The VACUUM command is used to mark the deleted rows in table data files as "free space" available for reuse and therefore eliminate bloat. It is normal and healthy for a table with a high rate of UPDATE/DELETE workload to have some amount of deleted rows/free space, which will be reused as new data is written to the table. The regular use of VACUUM ensures that deleted rows are marked as free space as soon as possible and reused.

In certain cases, when VACUUM has not been run for a long time and a huge amount of deleted rows (dead rows) have accumulated in the data files, it comes to a point where the real table rows are just a small amount of the table data files (in other words - table is significantly bloated). In order to eliminate the extra reserved space (if it will never be reused anyway), the VACUUM FULL command can be executed. This command compacts the table data by moving it to the head of the data file(s) and truncates the unused space on the tail.

  • VACUUM FULL compacts row one by one and therefore is slow for big tables and also takes an exclusive lock on the table.
  • VACUUM FULL execution is recommended in the maintenance window and with careful consideration of the run-time and effects.

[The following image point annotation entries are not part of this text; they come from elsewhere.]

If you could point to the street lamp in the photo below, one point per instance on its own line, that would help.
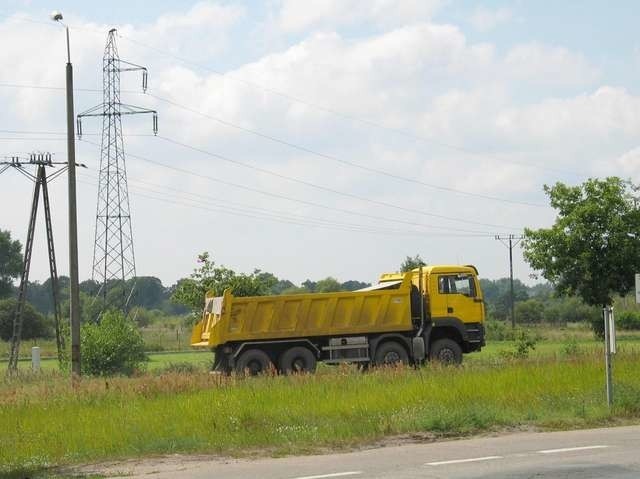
(74, 312)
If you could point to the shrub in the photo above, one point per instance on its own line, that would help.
(525, 343)
(497, 330)
(629, 320)
(113, 346)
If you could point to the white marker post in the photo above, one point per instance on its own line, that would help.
(609, 349)
(35, 358)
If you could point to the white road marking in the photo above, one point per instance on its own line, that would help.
(335, 474)
(460, 461)
(569, 449)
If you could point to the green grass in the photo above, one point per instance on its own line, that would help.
(45, 422)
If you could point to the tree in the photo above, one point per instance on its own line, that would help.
(530, 311)
(34, 324)
(113, 346)
(328, 285)
(209, 277)
(10, 262)
(353, 285)
(412, 262)
(593, 248)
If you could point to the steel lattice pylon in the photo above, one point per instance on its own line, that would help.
(113, 252)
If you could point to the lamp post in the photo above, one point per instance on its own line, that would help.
(74, 289)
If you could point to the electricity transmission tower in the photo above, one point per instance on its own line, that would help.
(41, 180)
(511, 245)
(113, 252)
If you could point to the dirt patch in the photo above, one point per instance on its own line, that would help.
(177, 463)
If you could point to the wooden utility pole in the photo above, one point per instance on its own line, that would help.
(511, 245)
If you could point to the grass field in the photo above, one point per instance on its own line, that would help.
(172, 412)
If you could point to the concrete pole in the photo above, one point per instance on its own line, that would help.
(74, 288)
(35, 358)
(606, 312)
(513, 308)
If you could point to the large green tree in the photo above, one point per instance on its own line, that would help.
(411, 263)
(10, 262)
(210, 277)
(593, 248)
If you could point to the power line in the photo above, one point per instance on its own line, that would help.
(328, 189)
(201, 175)
(364, 121)
(292, 219)
(339, 160)
(308, 150)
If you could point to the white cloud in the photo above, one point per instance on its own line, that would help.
(418, 76)
(296, 16)
(628, 164)
(549, 65)
(484, 19)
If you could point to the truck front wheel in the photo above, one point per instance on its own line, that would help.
(297, 360)
(446, 351)
(391, 352)
(253, 362)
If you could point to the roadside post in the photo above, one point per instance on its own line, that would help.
(35, 359)
(610, 349)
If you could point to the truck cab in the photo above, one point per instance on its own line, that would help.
(452, 309)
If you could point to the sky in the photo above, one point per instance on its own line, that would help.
(326, 137)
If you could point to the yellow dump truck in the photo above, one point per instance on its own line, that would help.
(434, 312)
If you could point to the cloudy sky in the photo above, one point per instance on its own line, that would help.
(327, 137)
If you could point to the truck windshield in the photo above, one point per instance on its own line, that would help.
(457, 284)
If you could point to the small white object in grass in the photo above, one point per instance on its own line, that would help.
(35, 358)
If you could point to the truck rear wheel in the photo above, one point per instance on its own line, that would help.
(391, 352)
(253, 362)
(446, 351)
(297, 360)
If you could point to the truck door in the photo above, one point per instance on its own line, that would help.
(462, 297)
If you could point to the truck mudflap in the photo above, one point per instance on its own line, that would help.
(475, 333)
(471, 334)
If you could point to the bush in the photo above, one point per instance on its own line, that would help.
(530, 311)
(113, 346)
(629, 320)
(525, 343)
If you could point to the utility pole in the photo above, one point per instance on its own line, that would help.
(74, 282)
(113, 253)
(41, 180)
(510, 245)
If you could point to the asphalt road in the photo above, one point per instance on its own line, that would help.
(594, 453)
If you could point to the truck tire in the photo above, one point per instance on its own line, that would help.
(297, 360)
(446, 351)
(390, 353)
(253, 362)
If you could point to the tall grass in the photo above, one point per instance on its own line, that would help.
(45, 422)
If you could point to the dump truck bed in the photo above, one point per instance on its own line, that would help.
(227, 318)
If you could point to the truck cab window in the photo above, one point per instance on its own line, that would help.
(457, 284)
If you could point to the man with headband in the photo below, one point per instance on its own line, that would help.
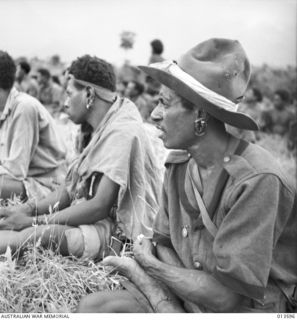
(225, 236)
(111, 190)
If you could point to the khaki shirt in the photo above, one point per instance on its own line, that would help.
(30, 147)
(256, 221)
(121, 149)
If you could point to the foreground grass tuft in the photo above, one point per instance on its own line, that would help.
(44, 281)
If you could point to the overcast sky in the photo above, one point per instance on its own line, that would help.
(266, 28)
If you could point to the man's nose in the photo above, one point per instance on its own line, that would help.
(157, 113)
(66, 102)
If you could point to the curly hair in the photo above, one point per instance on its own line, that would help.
(7, 71)
(25, 66)
(284, 95)
(94, 70)
(157, 46)
(44, 72)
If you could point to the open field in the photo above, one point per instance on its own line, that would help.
(44, 281)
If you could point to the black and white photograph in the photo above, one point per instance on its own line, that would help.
(148, 159)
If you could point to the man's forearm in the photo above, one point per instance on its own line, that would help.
(58, 199)
(168, 256)
(196, 286)
(161, 299)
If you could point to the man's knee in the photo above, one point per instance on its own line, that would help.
(92, 303)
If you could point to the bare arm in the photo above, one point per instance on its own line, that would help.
(92, 210)
(59, 198)
(158, 295)
(196, 286)
(87, 212)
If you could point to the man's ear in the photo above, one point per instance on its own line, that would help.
(90, 93)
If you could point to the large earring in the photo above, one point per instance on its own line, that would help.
(200, 125)
(89, 104)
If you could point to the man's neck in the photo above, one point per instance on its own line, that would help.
(3, 98)
(97, 114)
(211, 149)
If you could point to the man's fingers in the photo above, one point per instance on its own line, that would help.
(4, 213)
(111, 261)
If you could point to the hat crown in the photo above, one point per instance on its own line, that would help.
(221, 65)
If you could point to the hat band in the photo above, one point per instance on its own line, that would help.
(198, 87)
(103, 93)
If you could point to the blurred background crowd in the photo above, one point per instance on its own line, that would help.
(271, 98)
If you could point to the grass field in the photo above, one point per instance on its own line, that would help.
(44, 281)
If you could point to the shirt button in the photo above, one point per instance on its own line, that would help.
(226, 159)
(198, 265)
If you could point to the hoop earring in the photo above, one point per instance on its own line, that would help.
(200, 124)
(89, 104)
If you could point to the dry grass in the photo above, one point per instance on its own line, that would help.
(44, 281)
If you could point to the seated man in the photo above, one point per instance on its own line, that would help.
(23, 81)
(111, 189)
(31, 153)
(50, 93)
(225, 234)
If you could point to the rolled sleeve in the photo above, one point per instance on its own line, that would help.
(161, 231)
(22, 139)
(245, 240)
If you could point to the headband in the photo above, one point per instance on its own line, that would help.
(198, 87)
(103, 93)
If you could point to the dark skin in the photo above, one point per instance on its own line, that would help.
(20, 219)
(87, 212)
(165, 270)
(10, 187)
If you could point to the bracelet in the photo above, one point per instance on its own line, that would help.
(162, 300)
(39, 220)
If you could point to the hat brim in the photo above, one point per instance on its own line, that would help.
(235, 119)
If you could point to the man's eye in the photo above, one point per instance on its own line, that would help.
(163, 103)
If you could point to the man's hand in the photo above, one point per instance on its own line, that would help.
(126, 266)
(143, 250)
(14, 220)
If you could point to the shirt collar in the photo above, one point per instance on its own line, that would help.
(9, 105)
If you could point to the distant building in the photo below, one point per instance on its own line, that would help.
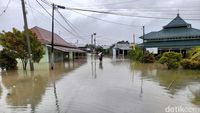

See KB article for methods to remove bloat from a table/database.

5. Recommendations

The following steps are recommended to mitigate bloat:

  • Check for bloat regularly in the system tables and user tables using gp_toolkit views.
  • Regularly VACUUM system tables (according to the create/drop/alter object frequency).
  • Identify user tables with lots of INSERT/UPDATE/DELETE activity and VACUUM them in low activity or no activity time windows according to bloat accumulation.

See "Routine System Maintenance Tasks" for further recommended maintenance tasks.